Il n'acheva pas l'ordre.
La porte du mur de la cour, trente mètres devant ses forces dispersées, s'ouvrit avec un léger grincement sans hâte, et une silhouette solitaire en franchit le seuil — hoodie taché, cheveux en bataille, l'Épée du Vide posée négligemment sur une épaule, avançant vers le champ de bataille enfumé avec la même démarche décontractée et vaguement agacée que les rumeurs des semaines précédentes, systématiquement ignorées, avaient assuré aux forces de Dubey n'appartenir qu'à un adolescent paresseux.
Ethan s'arrêta à une vingtaine de mètres de la première ligne en lambeaux de la milice, jeta un œil aux décombres fumants de leur propre artillerie, puis sur Dubey lui-même, figé près de son véhicule de commandement.

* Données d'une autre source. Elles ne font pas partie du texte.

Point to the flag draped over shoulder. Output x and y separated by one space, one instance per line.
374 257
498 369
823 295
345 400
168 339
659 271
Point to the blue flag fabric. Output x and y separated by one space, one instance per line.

« Alors », dit Ethan, sa voix portant aisément sur le silence soudain et malaisé qui s'était abattu sur le champ de bataille, « vous avez amené des chars. À mon immeuble. Là où je garde mes snacks. Là où quatre cents personnes essaient juste de passer une matinée normale. »
Dubey retrouva sa voix, bien que nettement moins autoritaire que prévu. « Rends-toi, gamin, ou — »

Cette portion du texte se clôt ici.